From: "Luck, Tony" <tony.luck@intel.com>
To: Andrew Morton <akpm@linux-foundation.org>
CC: Borislav Petkov <bp@suse.de>, "Hansen, Dave" <dave.hansen@intel.com>,
        Naoya Horiguchi <n-horiguchi@ah.jp.nec.com>,
        "Elliott, Robert (Persistent Memory)" <elliott@hpe.com>,
        "x86@kernel.org" <x86@kernel.org>,
        "linux-mm@kvack.org" <linux-mm@kvack.org>,
        "linux-kernel@vger.kernel.org" <linux-kernel@vger.kernel.org>
Subject: RE: [PATCH-resend] mm/hwpoison: Clear PRESENT bit for kernel 1:1
 mappings of poison pages
Thread-Topic: [PATCH-resend] mm/hwpoison: Clear PRESENT bit for kernel 1:1
 mappings of poison pages
Thread-Index: AQHTFrOk7XhQ3140O0ypvNxbZnavRKKJkv4A//+fLLA=
Date: Thu, 17 Aug 2017 23:32:16 +0000
Message-ID: <3908561D78D1C84285E8C5FCA982C28F61342363@ORSMSX114.amr.corp.intel.com>
References: <CAPcyv4gC_6TpwVSjuOzxrz3OdVZCVWD0QVWhBzAuOxUNHJHRMQ@mail.gmail.com>
        <20170816171803.28342-1-tony.luck@intel.com>
 <20170817150942.017f87537b6cbb48e9cfc082@linux-foundation.org>
In-Reply-To: <20170817150942.017f87537b6cbb48e9cfc082@linux-foundation.org>
Accept-Language: en-US
Content-Language: en-US
dlp-product: dlpe-windows
dlp-version: 10.0.102.7
dlp-reaction: no-action
Content-Type: text/plain; charset="us-ascii"
Content-Transfer-Encoding: 8BIT
MIME-Version: 1.0
Sender: linux-kernel-owner@vger.kernel.org
Content-Length: 1314
Lines: 25

> It's unclear (to lil ole me) what the end-user-visible effects of this
> are.
>
> Could we please have a description of that?  So a) people can
> understand your decision to cc:stable and b) people whose kernels are
> misbehaving can use your description to decide whether your patch might
> fix the issue their users are reporting.

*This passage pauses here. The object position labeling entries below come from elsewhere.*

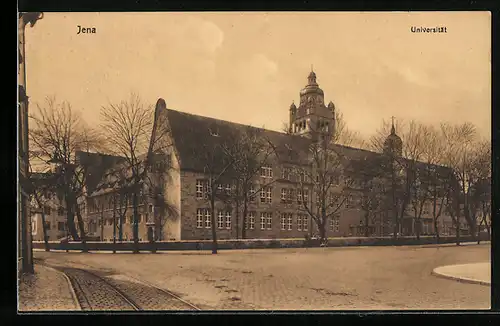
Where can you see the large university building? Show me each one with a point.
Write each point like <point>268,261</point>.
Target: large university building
<point>181,174</point>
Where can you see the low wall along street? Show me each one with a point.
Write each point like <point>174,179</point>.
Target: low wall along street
<point>251,243</point>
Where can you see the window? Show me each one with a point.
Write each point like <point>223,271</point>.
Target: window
<point>269,221</point>
<point>266,172</point>
<point>334,180</point>
<point>251,220</point>
<point>252,193</point>
<point>208,221</point>
<point>262,221</point>
<point>289,220</point>
<point>220,220</point>
<point>199,189</point>
<point>305,195</point>
<point>228,220</point>
<point>305,224</point>
<point>283,194</point>
<point>334,223</point>
<point>286,173</point>
<point>266,195</point>
<point>348,201</point>
<point>199,218</point>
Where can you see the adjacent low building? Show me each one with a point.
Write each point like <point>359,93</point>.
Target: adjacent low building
<point>179,174</point>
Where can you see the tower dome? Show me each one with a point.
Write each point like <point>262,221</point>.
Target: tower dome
<point>393,143</point>
<point>311,89</point>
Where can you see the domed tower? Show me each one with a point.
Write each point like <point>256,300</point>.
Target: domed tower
<point>312,118</point>
<point>393,144</point>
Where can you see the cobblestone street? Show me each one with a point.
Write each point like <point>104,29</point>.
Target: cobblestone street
<point>290,279</point>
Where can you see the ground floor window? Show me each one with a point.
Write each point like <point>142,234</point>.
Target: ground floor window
<point>228,220</point>
<point>220,220</point>
<point>199,218</point>
<point>266,221</point>
<point>251,219</point>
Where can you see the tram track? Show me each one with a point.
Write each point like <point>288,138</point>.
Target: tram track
<point>118,292</point>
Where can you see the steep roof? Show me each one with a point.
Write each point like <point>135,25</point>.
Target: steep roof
<point>194,133</point>
<point>97,164</point>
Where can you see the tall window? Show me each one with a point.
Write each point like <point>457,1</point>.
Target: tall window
<point>199,189</point>
<point>266,195</point>
<point>262,221</point>
<point>305,195</point>
<point>335,223</point>
<point>199,218</point>
<point>289,221</point>
<point>252,193</point>
<point>220,220</point>
<point>286,173</point>
<point>266,172</point>
<point>305,223</point>
<point>251,220</point>
<point>208,221</point>
<point>228,220</point>
<point>269,221</point>
<point>283,194</point>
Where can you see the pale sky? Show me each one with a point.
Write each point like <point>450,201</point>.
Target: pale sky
<point>249,67</point>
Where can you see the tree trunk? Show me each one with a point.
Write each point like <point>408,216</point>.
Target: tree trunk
<point>70,219</point>
<point>212,217</point>
<point>418,228</point>
<point>245,213</point>
<point>114,224</point>
<point>366,223</point>
<point>322,232</point>
<point>135,204</point>
<point>45,236</point>
<point>81,226</point>
<point>479,232</point>
<point>436,230</point>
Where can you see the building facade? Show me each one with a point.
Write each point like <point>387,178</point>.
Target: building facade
<point>275,209</point>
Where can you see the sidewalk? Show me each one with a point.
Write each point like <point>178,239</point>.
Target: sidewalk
<point>478,273</point>
<point>47,290</point>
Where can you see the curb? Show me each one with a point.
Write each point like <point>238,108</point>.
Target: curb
<point>459,279</point>
<point>71,289</point>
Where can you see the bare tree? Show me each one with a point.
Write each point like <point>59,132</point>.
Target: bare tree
<point>128,126</point>
<point>402,169</point>
<point>56,134</point>
<point>251,151</point>
<point>40,190</point>
<point>459,157</point>
<point>320,173</point>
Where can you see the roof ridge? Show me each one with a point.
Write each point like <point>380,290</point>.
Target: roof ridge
<point>234,123</point>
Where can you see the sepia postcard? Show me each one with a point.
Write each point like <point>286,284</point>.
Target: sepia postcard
<point>254,161</point>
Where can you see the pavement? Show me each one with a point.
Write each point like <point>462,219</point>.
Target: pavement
<point>342,278</point>
<point>46,290</point>
<point>478,273</point>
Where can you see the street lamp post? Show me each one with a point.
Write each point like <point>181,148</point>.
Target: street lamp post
<point>25,252</point>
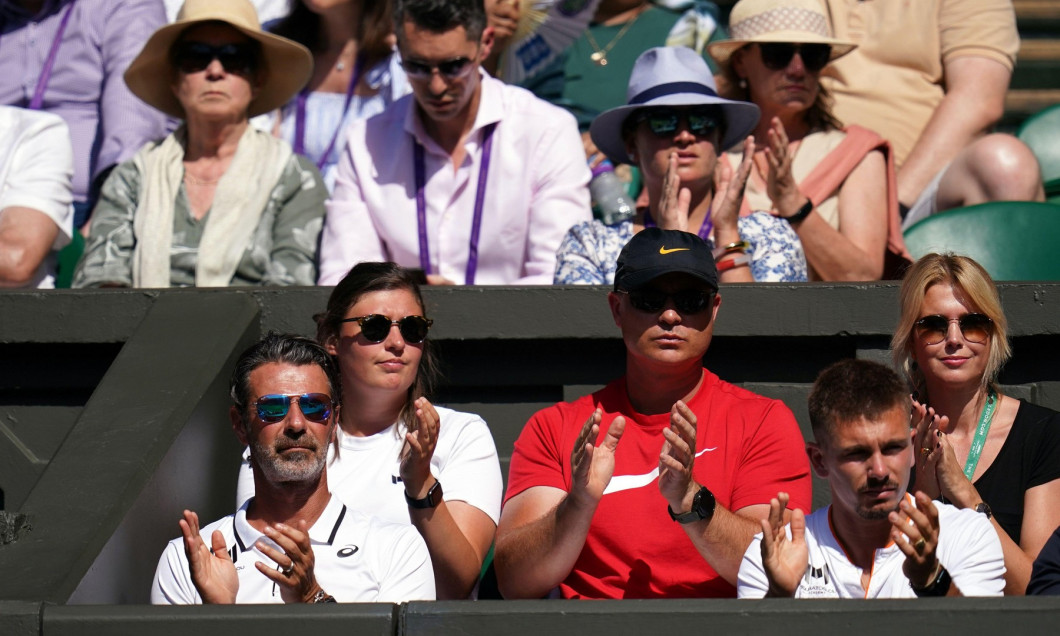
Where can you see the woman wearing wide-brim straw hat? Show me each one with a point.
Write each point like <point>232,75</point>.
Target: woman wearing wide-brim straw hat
<point>216,202</point>
<point>674,127</point>
<point>834,186</point>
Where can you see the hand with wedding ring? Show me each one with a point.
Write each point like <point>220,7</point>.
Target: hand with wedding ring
<point>784,560</point>
<point>296,578</point>
<point>419,449</point>
<point>212,569</point>
<point>504,16</point>
<point>673,209</point>
<point>915,531</point>
<point>780,183</point>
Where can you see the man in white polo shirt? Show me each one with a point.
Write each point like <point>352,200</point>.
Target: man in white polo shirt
<point>875,541</point>
<point>294,542</point>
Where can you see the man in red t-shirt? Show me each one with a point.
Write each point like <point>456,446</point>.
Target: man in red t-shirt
<point>654,486</point>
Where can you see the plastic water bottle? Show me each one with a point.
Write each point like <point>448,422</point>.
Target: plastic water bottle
<point>608,195</point>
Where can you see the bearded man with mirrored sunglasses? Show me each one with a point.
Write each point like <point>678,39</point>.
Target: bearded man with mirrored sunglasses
<point>470,179</point>
<point>654,486</point>
<point>293,542</point>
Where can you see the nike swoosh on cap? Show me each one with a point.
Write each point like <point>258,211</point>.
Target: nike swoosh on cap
<point>621,482</point>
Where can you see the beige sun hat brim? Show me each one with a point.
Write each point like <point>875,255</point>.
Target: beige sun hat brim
<point>800,21</point>
<point>286,66</point>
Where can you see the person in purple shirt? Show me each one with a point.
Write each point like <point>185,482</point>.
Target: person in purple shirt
<point>67,57</point>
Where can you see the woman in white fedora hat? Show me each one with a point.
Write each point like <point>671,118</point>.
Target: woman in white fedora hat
<point>834,186</point>
<point>216,202</point>
<point>673,128</point>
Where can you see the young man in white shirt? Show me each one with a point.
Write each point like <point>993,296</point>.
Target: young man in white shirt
<point>294,542</point>
<point>470,179</point>
<point>875,541</point>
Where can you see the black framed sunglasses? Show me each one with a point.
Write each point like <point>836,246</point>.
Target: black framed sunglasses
<point>652,301</point>
<point>975,328</point>
<point>777,55</point>
<point>192,56</point>
<point>451,69</point>
<point>272,408</point>
<point>664,122</point>
<point>376,327</point>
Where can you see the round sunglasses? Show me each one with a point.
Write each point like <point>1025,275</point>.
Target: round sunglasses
<point>776,56</point>
<point>664,122</point>
<point>272,408</point>
<point>652,301</point>
<point>975,328</point>
<point>376,327</point>
<point>192,56</point>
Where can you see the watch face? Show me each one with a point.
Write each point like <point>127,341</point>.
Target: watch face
<point>704,504</point>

Ingo already applied this to the tip tree, so too late to fix the commit message :-(

A very, very, unlucky end user with a system that supports machine check recovery
(Xeon E7, or Xeon-SP-platinum) that has recovered from one or more uncorrected
memory errors (lucky so far) might find a subsequent uncorrected memory error flagged
as fatal because the machine check bank that should log the error is already occupied
by a log caused by a speculative access to one of the earlier uncorrected errors (the
unlucky part).

We haven't seen this happen at the Linux OS level, but it is a theoretical possibility.
[Some BIOS that map physical memory 1:1 have seen this when doing eMCA processing
for the first error ... as soon as they load the address of the error from the MCi_ADDR
register they are vulnerable to some speculative access dereferencing the register with 
the address and setting the overflow bit in the machine check bank that still holds the
original log].

-Tony